Quand la Chine dominera les mers

Quelles sont les intentions de Pékin? Souvent accusée de manque de transparence sur son développement militaire, la Chine a publié mardi un livre blanc sur sa stratégie de défense. S’il ne dit rien de l’état des forces chinoises, le texte explicite les nouvelles priorités du Parti communiste auquel l’Armée populaire de libération (APL) reste subordonnée. Elles sont claires: la Chine veut devenir une puissance maritime avec une capacité de projection afin de défendre ses intérêts commerciaux. Pour ce faire, elle adoptera «une posture stratégique insistant davantage sur l’usage de la force militaire».

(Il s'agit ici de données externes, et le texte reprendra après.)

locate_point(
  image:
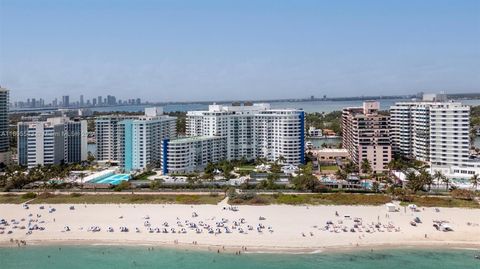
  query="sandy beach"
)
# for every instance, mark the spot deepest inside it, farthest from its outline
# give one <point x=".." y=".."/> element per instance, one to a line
<point x="282" y="228"/>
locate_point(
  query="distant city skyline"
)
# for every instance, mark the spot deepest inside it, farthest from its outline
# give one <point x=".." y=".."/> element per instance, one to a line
<point x="163" y="51"/>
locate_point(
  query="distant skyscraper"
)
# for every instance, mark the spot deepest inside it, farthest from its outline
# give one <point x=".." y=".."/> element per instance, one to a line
<point x="4" y="137"/>
<point x="66" y="101"/>
<point x="111" y="100"/>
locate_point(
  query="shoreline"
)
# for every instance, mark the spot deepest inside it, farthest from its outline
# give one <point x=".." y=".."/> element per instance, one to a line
<point x="440" y="245"/>
<point x="279" y="228"/>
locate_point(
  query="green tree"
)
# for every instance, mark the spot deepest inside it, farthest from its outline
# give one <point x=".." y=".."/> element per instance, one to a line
<point x="365" y="166"/>
<point x="415" y="182"/>
<point x="474" y="180"/>
<point x="447" y="182"/>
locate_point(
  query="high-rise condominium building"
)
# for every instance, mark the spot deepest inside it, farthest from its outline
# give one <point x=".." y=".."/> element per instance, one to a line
<point x="432" y="130"/>
<point x="134" y="141"/>
<point x="366" y="135"/>
<point x="106" y="136"/>
<point x="249" y="131"/>
<point x="140" y="141"/>
<point x="66" y="101"/>
<point x="185" y="155"/>
<point x="54" y="141"/>
<point x="4" y="136"/>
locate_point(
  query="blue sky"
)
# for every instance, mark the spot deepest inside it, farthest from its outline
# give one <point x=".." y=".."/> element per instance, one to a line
<point x="223" y="50"/>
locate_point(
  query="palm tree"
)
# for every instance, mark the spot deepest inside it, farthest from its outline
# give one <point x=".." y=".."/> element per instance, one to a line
<point x="281" y="159"/>
<point x="447" y="181"/>
<point x="438" y="176"/>
<point x="475" y="181"/>
<point x="426" y="178"/>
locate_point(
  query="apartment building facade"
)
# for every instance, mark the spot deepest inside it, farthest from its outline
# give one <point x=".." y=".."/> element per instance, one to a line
<point x="366" y="135"/>
<point x="253" y="131"/>
<point x="4" y="135"/>
<point x="431" y="131"/>
<point x="186" y="155"/>
<point x="53" y="141"/>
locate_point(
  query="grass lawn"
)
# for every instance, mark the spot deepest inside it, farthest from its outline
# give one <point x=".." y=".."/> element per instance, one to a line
<point x="328" y="167"/>
<point x="127" y="199"/>
<point x="316" y="199"/>
<point x="441" y="202"/>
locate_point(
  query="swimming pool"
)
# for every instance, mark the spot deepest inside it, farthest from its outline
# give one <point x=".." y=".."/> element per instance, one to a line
<point x="112" y="179"/>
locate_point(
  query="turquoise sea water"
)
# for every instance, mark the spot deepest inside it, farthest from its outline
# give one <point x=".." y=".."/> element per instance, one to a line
<point x="113" y="179"/>
<point x="100" y="257"/>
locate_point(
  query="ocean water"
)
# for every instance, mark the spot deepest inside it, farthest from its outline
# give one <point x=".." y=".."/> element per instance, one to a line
<point x="99" y="257"/>
<point x="307" y="106"/>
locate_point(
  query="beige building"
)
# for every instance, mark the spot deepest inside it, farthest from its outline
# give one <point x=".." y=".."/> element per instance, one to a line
<point x="329" y="156"/>
<point x="366" y="135"/>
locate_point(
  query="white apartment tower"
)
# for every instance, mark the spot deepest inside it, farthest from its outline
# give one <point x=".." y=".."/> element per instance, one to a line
<point x="366" y="135"/>
<point x="248" y="131"/>
<point x="432" y="130"/>
<point x="54" y="141"/>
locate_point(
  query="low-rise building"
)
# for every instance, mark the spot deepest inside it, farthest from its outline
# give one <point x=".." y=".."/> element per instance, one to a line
<point x="330" y="156"/>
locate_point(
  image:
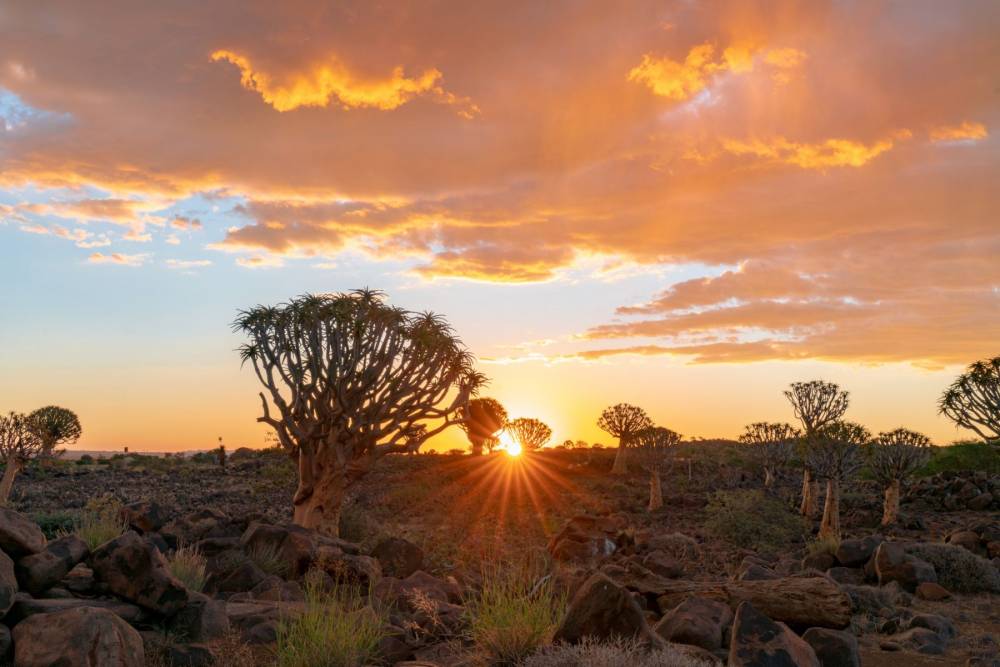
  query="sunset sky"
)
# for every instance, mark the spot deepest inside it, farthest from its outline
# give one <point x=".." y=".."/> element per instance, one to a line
<point x="684" y="205"/>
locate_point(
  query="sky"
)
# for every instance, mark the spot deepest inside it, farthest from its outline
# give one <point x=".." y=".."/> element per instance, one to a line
<point x="683" y="205"/>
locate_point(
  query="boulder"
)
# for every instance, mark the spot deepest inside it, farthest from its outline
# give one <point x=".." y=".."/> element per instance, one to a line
<point x="43" y="570"/>
<point x="834" y="648"/>
<point x="698" y="622"/>
<point x="19" y="535"/>
<point x="398" y="557"/>
<point x="601" y="609"/>
<point x="81" y="637"/>
<point x="133" y="569"/>
<point x="757" y="641"/>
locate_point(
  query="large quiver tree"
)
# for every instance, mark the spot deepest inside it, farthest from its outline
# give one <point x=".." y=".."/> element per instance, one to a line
<point x="349" y="378"/>
<point x="623" y="421"/>
<point x="973" y="400"/>
<point x="816" y="404"/>
<point x="893" y="457"/>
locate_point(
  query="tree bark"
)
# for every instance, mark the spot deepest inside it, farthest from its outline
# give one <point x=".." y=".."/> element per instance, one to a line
<point x="655" y="492"/>
<point x="890" y="510"/>
<point x="830" y="526"/>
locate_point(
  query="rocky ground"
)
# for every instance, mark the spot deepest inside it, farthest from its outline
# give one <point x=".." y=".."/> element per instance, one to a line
<point x="418" y="531"/>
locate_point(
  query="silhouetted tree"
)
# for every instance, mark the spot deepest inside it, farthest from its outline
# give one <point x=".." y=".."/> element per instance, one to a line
<point x="816" y="404"/>
<point x="771" y="444"/>
<point x="973" y="400"/>
<point x="55" y="426"/>
<point x="483" y="419"/>
<point x="531" y="434"/>
<point x="654" y="447"/>
<point x="19" y="443"/>
<point x="834" y="454"/>
<point x="349" y="377"/>
<point x="893" y="457"/>
<point x="623" y="421"/>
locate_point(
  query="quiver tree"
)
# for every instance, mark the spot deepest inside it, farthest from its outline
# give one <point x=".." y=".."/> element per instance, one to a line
<point x="654" y="448"/>
<point x="55" y="426"/>
<point x="530" y="434"/>
<point x="771" y="444"/>
<point x="893" y="457"/>
<point x="973" y="399"/>
<point x="348" y="378"/>
<point x="816" y="404"/>
<point x="482" y="420"/>
<point x="834" y="454"/>
<point x="623" y="421"/>
<point x="19" y="443"/>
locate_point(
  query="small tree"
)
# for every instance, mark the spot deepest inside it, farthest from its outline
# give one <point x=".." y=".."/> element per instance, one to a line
<point x="771" y="445"/>
<point x="835" y="455"/>
<point x="623" y="421"/>
<point x="349" y="377"/>
<point x="55" y="426"/>
<point x="816" y="404"/>
<point x="973" y="400"/>
<point x="531" y="434"/>
<point x="654" y="447"/>
<point x="893" y="457"/>
<point x="483" y="418"/>
<point x="19" y="443"/>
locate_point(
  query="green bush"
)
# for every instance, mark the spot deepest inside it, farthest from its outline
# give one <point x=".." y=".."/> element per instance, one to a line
<point x="753" y="520"/>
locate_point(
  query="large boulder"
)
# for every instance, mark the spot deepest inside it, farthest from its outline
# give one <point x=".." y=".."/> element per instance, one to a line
<point x="698" y="622"/>
<point x="19" y="535"/>
<point x="132" y="568"/>
<point x="601" y="609"/>
<point x="41" y="571"/>
<point x="82" y="637"/>
<point x="757" y="641"/>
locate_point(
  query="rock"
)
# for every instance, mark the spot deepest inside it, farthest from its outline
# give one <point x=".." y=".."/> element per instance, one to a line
<point x="133" y="569"/>
<point x="928" y="590"/>
<point x="857" y="552"/>
<point x="696" y="621"/>
<point x="834" y="648"/>
<point x="757" y="641"/>
<point x="19" y="535"/>
<point x="892" y="563"/>
<point x="398" y="557"/>
<point x="144" y="516"/>
<point x="82" y="637"/>
<point x="601" y="609"/>
<point x="40" y="571"/>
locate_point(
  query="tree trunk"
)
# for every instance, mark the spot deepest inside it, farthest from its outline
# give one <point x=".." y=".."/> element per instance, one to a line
<point x="655" y="492"/>
<point x="7" y="483"/>
<point x="620" y="467"/>
<point x="890" y="510"/>
<point x="830" y="526"/>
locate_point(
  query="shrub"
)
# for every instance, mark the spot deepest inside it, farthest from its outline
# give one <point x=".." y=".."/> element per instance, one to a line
<point x="591" y="653"/>
<point x="514" y="614"/>
<point x="958" y="569"/>
<point x="336" y="630"/>
<point x="188" y="565"/>
<point x="753" y="520"/>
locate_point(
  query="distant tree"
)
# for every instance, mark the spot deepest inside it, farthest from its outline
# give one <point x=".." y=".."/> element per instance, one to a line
<point x="483" y="419"/>
<point x="654" y="447"/>
<point x="771" y="445"/>
<point x="973" y="400"/>
<point x="623" y="421"/>
<point x="816" y="404"/>
<point x="834" y="454"/>
<point x="349" y="376"/>
<point x="19" y="443"/>
<point x="55" y="426"/>
<point x="531" y="434"/>
<point x="893" y="457"/>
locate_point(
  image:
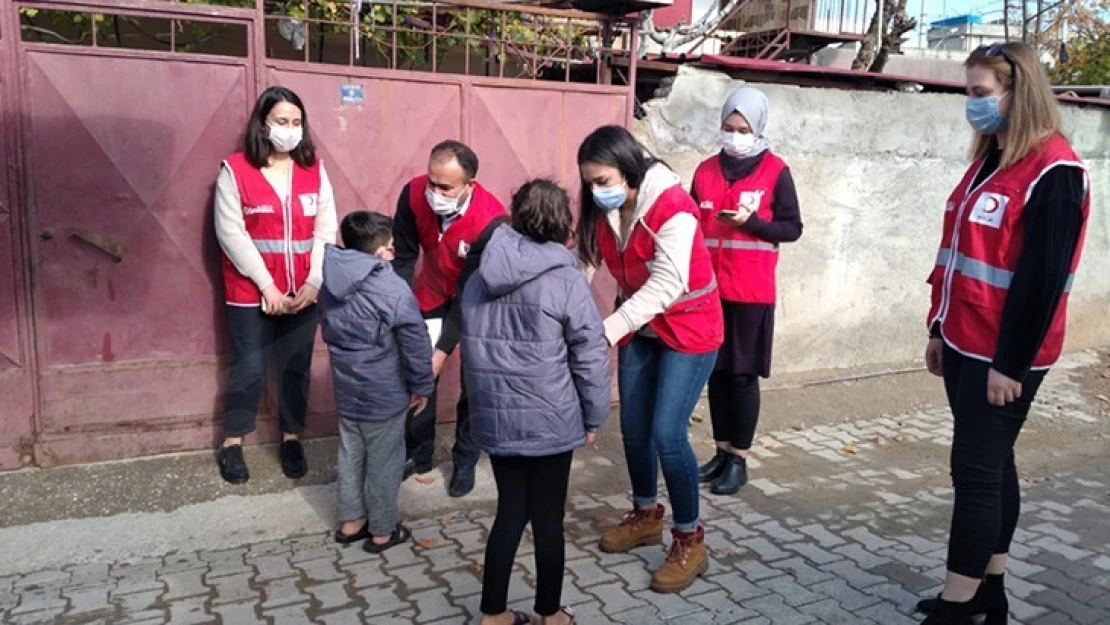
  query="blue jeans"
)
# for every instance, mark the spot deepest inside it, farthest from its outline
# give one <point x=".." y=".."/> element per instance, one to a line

«La mentalité traditionnelle selon laquelle la terre prime sur la mer doit être abandonnée», est-il écrit dans un document qui marque une étape dans l’effort de communication, commentent les médias chinois. Pékin est en possession d’un porte-avions d’origine soviétique qui sera bientôt opérationnel et projette la construction de deux autres navires de ce type pour contrer la domination américaine (11 porte-avions) sur les océans.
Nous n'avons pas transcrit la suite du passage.